In my previous implementation, I had created a delimited format that could be easily read into Plot.tree(...). Here is the delimited content I had created before (notice the pipe is the delimiter):

BA
BA|BA.1
BA|BA.1|BA.1.1
BA|BA.1|BA.1.1|BA.1.1.1
BA|BA.1|BA.1.1|BA.1.1.1|BC.1
BA|BA.1|BA.1.1|BA.1.1.1|BC.2
BA|BA.1|BA.1.1|BA.1.1.2

And here is the implementation that I created (but for the BA.4 sublineages since it fits nicely in a small screenshot):

TreePlot = function (data, column, { width = 300, height = 1000 } = {}) {
  return Plot.plot({
    axis: null,
    inset: 10,
    insetRight: 50,
    width: width,
    height: height,
    marks: [
      Plot.tree(aq.from(data).select(column), {
        path: column,
        delimiter: "|",
        treeAnchor: "left"
      })
    ]
  });
}

With the original csv data (csv_data), I set the delimiter to be , and the path to be partial_alias_pango, and that brings up a no root error. I don’t believe this is what you meant, though. I believe you meant the actual parsed csv (csv). However, csv doesn’t have any kind of delimited mark.
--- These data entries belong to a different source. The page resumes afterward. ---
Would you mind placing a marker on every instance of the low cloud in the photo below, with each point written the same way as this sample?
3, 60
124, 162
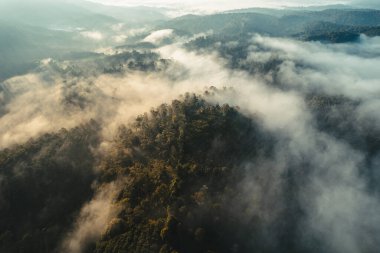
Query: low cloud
158, 36
94, 35
340, 212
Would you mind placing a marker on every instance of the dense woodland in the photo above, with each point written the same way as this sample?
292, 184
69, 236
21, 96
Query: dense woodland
182, 166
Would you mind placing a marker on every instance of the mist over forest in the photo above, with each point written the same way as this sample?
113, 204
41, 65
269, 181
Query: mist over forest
161, 128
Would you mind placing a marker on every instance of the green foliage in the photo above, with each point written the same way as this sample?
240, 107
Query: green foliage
181, 164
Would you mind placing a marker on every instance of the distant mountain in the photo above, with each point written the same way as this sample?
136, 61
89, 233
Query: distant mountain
330, 25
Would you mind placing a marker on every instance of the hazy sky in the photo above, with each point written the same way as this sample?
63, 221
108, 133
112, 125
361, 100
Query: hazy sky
214, 5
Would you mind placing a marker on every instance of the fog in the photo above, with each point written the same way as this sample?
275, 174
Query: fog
340, 209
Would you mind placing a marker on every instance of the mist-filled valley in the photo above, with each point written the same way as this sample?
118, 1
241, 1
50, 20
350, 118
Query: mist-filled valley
161, 128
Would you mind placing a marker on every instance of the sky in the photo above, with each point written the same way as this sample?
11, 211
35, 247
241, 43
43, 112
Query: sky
220, 5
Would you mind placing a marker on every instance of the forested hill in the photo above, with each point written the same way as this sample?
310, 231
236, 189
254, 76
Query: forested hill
182, 164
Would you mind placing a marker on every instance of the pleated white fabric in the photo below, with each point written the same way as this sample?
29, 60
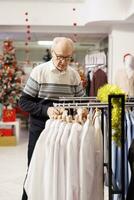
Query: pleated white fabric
67, 162
98, 189
34, 182
56, 173
72, 188
87, 161
49, 172
62, 175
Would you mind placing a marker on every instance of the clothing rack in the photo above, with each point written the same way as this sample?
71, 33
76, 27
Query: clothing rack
92, 102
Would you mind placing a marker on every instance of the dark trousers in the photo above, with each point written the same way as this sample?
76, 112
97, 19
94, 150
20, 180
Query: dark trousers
33, 137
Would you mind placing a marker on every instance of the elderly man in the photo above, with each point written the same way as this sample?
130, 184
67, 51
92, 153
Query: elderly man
49, 80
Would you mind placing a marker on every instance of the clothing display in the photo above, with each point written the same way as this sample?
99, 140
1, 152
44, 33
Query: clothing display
99, 79
125, 80
66, 159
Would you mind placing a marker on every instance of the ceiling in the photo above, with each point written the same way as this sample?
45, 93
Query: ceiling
84, 37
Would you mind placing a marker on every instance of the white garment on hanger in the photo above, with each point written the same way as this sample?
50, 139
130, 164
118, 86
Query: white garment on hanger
34, 180
62, 162
87, 161
56, 173
72, 189
98, 190
48, 171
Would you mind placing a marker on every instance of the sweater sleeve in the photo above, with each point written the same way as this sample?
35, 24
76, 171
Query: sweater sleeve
29, 104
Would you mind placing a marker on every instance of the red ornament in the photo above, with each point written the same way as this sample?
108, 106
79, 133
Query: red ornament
29, 38
26, 51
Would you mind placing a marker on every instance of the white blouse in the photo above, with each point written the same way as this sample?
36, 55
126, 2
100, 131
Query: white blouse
72, 187
87, 161
34, 181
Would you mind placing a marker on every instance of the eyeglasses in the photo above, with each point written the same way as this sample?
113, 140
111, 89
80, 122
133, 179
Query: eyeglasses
60, 58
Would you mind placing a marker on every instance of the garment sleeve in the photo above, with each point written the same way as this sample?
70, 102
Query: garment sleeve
29, 104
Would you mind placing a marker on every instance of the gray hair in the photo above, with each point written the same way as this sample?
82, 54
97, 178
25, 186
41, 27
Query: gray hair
56, 40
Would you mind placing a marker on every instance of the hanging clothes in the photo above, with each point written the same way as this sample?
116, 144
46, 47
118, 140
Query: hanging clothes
87, 161
98, 80
66, 159
130, 194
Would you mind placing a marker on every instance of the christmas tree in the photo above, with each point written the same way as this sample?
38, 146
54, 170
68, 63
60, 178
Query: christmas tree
10, 76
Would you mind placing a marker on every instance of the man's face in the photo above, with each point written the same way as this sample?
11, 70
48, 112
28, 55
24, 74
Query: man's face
61, 58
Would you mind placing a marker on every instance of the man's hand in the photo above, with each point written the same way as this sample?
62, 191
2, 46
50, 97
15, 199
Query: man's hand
53, 112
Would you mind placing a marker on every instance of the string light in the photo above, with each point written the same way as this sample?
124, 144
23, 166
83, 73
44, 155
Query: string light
27, 38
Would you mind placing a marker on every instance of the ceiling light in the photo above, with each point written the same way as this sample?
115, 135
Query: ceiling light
45, 43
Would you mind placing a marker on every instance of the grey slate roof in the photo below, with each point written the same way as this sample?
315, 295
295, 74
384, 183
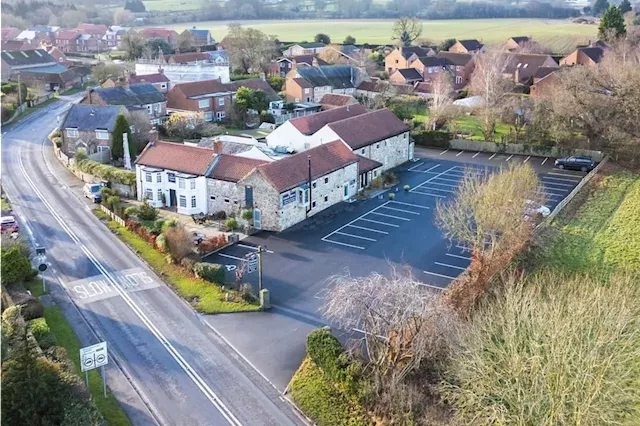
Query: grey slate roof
92, 117
337, 76
136, 94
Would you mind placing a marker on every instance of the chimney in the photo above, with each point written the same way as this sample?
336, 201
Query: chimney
153, 136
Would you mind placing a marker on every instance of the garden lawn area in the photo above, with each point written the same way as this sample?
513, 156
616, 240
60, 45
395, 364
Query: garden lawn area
322, 401
210, 296
66, 337
603, 234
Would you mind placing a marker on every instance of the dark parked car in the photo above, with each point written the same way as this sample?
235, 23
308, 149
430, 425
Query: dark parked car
576, 162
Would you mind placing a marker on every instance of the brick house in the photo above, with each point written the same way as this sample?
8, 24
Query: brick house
468, 46
282, 194
142, 96
90, 128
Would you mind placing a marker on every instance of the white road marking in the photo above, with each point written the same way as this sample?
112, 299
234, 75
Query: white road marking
368, 229
356, 236
381, 223
411, 205
440, 275
446, 265
195, 377
458, 256
391, 216
401, 210
342, 244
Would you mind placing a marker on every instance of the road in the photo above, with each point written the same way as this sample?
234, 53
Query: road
173, 368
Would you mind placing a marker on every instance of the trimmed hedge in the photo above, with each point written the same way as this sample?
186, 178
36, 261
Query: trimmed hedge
437, 138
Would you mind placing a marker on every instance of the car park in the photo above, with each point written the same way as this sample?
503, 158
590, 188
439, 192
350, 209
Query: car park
576, 162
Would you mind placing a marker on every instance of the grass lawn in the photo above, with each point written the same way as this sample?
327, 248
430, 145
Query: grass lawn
561, 36
321, 400
66, 337
603, 234
210, 296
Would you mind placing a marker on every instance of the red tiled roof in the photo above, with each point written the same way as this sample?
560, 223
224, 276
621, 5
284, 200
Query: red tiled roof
175, 156
293, 171
232, 168
368, 128
148, 78
336, 99
310, 124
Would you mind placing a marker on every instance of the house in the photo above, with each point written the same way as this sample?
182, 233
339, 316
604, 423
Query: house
377, 135
174, 175
584, 56
287, 191
287, 64
401, 57
197, 37
310, 84
142, 96
297, 134
333, 100
405, 76
170, 36
304, 49
89, 128
514, 44
467, 46
522, 67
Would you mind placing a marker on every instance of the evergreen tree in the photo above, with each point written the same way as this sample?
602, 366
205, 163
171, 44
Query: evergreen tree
611, 24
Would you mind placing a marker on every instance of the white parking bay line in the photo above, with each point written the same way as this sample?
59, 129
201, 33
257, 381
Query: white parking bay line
391, 216
440, 275
341, 244
401, 210
355, 236
446, 265
381, 223
368, 229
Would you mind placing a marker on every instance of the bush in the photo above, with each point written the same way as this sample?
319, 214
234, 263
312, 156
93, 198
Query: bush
211, 272
147, 211
437, 138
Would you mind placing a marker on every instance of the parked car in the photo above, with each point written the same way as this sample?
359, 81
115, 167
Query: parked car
576, 162
92, 192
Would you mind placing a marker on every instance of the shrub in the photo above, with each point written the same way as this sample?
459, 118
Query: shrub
147, 211
211, 272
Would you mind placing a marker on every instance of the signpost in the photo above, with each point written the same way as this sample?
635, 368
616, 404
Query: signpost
94, 356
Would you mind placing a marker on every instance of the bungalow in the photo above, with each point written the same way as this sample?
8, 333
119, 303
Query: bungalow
89, 128
287, 191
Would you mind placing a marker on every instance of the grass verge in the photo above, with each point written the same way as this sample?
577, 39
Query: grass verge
66, 337
319, 399
205, 297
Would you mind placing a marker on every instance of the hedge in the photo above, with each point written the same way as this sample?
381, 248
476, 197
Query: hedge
435, 138
107, 172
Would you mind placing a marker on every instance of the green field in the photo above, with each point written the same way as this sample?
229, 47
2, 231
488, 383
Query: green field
559, 35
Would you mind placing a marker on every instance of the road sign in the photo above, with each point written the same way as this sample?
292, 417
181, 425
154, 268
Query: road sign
94, 356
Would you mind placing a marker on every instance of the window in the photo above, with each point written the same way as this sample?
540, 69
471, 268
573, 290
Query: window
102, 135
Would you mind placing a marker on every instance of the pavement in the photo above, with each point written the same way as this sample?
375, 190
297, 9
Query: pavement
359, 238
169, 366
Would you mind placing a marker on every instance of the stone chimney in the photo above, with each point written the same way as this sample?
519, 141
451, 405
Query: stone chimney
153, 136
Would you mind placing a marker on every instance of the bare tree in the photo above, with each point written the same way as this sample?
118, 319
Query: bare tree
488, 81
406, 30
440, 107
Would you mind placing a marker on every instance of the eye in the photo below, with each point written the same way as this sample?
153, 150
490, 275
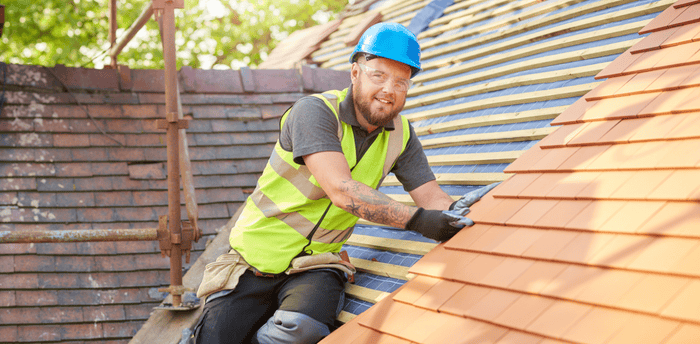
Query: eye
381, 76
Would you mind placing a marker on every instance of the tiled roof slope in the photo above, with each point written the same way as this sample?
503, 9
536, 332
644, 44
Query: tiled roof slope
59, 171
496, 73
596, 236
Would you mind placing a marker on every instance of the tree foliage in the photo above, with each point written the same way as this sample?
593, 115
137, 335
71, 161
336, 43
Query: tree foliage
210, 33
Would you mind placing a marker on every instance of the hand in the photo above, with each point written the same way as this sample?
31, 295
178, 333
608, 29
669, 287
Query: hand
463, 204
438, 225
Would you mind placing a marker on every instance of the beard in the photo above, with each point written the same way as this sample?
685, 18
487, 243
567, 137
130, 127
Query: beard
377, 118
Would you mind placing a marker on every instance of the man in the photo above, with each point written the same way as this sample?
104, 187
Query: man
333, 152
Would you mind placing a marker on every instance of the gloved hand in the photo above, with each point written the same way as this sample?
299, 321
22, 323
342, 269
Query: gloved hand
463, 204
439, 225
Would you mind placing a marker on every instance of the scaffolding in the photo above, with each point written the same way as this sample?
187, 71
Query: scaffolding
174, 235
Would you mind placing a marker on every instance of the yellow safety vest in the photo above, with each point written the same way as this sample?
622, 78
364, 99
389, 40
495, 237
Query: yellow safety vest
288, 202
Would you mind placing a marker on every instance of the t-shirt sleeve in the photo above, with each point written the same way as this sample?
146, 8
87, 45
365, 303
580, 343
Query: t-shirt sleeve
412, 168
310, 127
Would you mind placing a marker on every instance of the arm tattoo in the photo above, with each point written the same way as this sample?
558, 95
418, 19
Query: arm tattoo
374, 206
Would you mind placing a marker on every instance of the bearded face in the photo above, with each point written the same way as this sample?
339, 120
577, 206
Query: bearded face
378, 104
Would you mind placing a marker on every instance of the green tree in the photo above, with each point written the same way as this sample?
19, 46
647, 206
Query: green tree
211, 33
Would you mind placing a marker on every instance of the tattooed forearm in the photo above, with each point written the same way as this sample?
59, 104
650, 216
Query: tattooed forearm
372, 205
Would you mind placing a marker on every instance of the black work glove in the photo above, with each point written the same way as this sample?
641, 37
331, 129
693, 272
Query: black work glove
463, 204
439, 225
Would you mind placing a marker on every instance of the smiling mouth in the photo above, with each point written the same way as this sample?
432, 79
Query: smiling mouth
384, 101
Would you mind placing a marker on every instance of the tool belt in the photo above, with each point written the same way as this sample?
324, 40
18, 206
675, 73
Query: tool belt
224, 273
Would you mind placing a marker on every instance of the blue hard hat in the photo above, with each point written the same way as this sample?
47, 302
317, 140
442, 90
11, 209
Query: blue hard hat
392, 41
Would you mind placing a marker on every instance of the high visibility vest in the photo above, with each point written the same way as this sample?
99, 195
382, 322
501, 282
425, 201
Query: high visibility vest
279, 217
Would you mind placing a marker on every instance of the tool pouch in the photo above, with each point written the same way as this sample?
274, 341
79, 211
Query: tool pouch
222, 274
323, 260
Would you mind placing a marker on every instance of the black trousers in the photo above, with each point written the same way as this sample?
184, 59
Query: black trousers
236, 317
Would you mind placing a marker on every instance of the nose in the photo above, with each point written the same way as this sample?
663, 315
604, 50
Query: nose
389, 86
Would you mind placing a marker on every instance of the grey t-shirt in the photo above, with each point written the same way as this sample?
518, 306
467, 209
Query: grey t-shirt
311, 127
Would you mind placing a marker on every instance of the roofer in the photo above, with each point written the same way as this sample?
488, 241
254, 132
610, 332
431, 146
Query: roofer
333, 151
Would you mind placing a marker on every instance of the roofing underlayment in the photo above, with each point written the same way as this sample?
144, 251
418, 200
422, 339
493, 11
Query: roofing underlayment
593, 237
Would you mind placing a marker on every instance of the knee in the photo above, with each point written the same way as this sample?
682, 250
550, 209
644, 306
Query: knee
292, 327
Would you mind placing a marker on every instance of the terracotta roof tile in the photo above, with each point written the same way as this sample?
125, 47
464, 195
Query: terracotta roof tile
641, 183
529, 158
682, 35
680, 185
655, 128
542, 185
687, 128
619, 65
574, 112
674, 218
505, 273
478, 331
613, 108
582, 158
505, 209
571, 184
592, 132
562, 135
559, 318
606, 287
518, 241
663, 20
562, 212
584, 247
683, 3
549, 244
532, 212
608, 88
652, 293
631, 216
535, 278
524, 310
492, 304
594, 215
466, 237
640, 328
438, 294
515, 184
415, 288
685, 334
684, 153
690, 264
653, 41
515, 337
491, 238
674, 101
640, 82
690, 15
554, 158
672, 249
433, 263
477, 268
464, 299
424, 326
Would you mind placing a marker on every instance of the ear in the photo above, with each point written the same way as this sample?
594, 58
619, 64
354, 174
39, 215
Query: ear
354, 72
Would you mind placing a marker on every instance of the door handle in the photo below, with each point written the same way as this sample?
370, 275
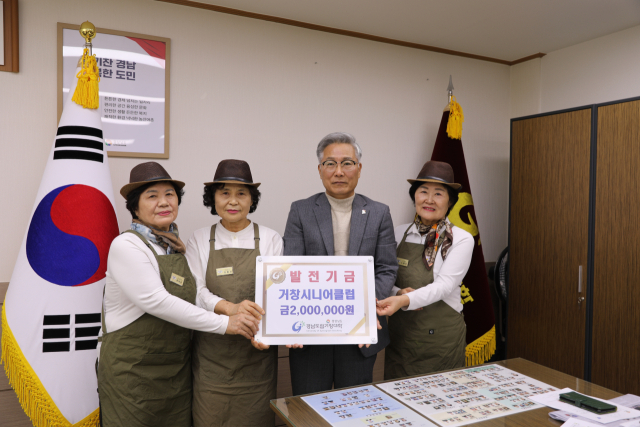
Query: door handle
580, 297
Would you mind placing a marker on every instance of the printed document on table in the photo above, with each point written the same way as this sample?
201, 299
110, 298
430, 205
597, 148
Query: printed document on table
552, 400
580, 423
468, 396
364, 407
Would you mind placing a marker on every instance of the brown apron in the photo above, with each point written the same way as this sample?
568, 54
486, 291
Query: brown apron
144, 374
233, 382
427, 340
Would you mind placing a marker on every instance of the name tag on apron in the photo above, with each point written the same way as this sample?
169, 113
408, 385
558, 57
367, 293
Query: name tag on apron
178, 280
226, 271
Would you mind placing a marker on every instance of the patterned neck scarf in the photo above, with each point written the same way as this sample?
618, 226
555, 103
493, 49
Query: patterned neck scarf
168, 240
439, 235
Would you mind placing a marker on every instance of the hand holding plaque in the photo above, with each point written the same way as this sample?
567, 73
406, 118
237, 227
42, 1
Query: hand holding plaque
316, 300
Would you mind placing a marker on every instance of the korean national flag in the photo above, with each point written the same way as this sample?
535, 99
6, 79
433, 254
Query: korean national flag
51, 315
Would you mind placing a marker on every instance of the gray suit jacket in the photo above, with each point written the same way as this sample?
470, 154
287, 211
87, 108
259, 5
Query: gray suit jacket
309, 231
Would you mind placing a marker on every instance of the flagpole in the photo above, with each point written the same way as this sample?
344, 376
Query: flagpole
88, 32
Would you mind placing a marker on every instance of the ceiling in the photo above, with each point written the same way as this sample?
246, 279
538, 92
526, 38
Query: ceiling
502, 29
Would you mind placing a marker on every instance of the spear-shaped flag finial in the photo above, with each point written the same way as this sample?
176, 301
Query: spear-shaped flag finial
456, 117
450, 89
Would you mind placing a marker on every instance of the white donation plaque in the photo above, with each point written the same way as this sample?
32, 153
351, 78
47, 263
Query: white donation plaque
316, 300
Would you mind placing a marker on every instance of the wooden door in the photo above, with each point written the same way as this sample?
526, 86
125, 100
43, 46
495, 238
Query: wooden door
548, 237
616, 296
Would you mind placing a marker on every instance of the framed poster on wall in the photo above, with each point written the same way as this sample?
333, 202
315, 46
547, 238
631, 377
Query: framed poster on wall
9, 58
134, 88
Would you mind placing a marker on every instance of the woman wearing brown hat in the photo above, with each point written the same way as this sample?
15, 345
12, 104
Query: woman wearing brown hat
428, 334
233, 379
144, 374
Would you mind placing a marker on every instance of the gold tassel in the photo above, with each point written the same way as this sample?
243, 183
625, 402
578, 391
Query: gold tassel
456, 117
32, 395
481, 349
86, 93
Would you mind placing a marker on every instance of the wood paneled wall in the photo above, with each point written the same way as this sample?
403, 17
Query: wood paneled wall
616, 325
548, 239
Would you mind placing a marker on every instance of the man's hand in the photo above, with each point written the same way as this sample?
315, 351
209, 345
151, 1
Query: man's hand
379, 327
260, 346
242, 324
388, 306
246, 307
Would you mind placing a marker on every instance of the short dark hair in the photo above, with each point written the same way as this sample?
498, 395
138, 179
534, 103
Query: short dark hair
453, 194
209, 196
133, 198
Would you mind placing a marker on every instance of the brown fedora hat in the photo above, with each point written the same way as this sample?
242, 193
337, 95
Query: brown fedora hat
145, 173
233, 172
440, 172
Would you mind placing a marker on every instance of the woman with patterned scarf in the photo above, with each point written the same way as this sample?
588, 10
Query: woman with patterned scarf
428, 334
144, 372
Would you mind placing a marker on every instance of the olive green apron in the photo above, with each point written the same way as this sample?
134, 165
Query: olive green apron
427, 340
144, 374
233, 382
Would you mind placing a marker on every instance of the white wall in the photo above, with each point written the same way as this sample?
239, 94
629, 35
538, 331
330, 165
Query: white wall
265, 93
600, 70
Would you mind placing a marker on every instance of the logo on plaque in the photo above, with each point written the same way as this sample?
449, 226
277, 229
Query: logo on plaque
277, 275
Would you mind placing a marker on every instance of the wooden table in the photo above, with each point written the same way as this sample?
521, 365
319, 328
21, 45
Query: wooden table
296, 413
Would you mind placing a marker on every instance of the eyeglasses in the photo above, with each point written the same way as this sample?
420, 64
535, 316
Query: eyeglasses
346, 165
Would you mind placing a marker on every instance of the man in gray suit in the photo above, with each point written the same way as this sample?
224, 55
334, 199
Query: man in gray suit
340, 222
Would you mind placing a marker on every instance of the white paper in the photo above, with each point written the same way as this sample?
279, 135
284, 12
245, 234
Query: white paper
552, 400
364, 407
579, 423
316, 300
468, 396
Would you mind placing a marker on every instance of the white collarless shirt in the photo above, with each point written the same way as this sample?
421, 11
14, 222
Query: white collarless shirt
133, 287
198, 248
447, 274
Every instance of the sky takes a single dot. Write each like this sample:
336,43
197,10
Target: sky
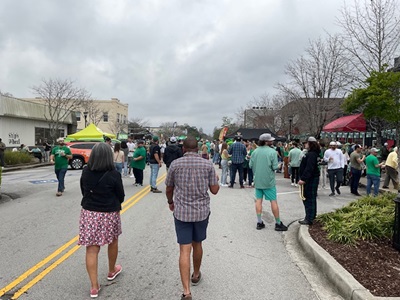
181,61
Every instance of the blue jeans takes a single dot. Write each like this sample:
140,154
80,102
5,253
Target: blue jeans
373,180
60,173
153,175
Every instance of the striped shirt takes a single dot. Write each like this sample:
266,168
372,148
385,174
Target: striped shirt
191,176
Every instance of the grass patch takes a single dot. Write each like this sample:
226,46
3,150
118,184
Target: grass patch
16,158
367,218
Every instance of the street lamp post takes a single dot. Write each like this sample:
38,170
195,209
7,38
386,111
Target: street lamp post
85,116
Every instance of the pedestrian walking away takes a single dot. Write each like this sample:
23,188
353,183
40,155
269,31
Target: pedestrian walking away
59,157
238,154
2,149
172,152
335,159
391,167
100,220
373,171
264,162
155,164
309,180
356,159
138,163
188,180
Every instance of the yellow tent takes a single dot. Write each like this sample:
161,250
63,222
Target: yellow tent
90,132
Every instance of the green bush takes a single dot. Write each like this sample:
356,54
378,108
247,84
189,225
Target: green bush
365,219
15,158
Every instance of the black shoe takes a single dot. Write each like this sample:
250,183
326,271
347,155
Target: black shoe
305,222
280,227
260,226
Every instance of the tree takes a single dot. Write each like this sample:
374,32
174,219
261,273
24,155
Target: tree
61,98
314,79
371,35
94,112
380,100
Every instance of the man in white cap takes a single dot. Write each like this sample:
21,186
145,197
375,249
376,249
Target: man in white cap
335,159
172,152
59,157
264,162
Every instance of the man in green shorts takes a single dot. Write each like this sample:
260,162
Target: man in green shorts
264,162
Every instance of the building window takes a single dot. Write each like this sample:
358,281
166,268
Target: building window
78,116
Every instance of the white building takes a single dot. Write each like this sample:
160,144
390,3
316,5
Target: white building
24,122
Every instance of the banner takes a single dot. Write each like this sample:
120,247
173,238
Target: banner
223,133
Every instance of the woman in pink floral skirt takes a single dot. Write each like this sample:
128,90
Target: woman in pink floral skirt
100,221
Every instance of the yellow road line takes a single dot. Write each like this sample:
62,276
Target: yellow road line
126,205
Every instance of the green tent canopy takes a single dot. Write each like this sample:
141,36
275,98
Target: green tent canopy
91,132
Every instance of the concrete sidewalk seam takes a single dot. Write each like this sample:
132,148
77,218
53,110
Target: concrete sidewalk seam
345,283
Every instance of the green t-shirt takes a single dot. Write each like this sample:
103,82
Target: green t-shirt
370,162
61,161
139,164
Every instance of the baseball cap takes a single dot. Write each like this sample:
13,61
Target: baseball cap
312,139
266,137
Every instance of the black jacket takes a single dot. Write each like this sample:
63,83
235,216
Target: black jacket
103,194
309,166
171,153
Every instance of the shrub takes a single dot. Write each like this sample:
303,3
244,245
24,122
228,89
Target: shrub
367,218
15,158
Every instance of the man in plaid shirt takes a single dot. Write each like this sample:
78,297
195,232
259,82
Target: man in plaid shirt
188,180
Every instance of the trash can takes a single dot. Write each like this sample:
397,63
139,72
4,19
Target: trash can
396,228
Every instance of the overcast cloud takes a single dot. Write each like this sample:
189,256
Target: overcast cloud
185,61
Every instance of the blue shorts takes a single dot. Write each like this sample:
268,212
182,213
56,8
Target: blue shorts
267,194
188,232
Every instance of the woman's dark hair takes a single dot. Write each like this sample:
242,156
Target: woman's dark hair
314,146
117,147
101,158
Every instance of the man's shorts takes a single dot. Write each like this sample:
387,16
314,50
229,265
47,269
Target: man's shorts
188,232
267,194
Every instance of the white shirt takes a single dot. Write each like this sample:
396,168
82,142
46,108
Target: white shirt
334,158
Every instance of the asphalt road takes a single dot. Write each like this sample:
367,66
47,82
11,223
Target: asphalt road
239,262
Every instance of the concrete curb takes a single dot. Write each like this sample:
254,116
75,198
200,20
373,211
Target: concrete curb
343,281
22,167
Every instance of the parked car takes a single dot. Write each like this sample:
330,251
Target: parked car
80,153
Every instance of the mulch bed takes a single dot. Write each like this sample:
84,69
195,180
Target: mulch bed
374,264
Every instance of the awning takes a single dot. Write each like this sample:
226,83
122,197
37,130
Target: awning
353,123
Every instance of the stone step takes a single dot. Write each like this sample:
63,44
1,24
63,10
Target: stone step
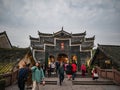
93,83
46,83
50,82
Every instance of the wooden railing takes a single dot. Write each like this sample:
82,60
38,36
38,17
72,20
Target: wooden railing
112,74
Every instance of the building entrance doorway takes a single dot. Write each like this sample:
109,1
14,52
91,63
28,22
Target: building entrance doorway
62,58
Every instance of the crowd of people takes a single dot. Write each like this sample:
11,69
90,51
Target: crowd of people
38,72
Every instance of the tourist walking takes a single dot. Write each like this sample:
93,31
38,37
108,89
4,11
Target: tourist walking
83,69
69,71
52,66
74,69
94,74
22,76
61,73
37,76
57,64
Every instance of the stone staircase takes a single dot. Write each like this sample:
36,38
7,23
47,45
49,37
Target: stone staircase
93,83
With the parsed csv (csv), I have to programmatically set the parent, because this data is not explicitly set in the csv data. Basically, the parent of BA.x.y.z is BA.x.y (can only determine parent via unaliased_pango or partial_alias_pango data)

Regardless of what I plan on doing, I just want to know how to get rid of [object Object]. The stratified data appears to match what it should based on my dataset.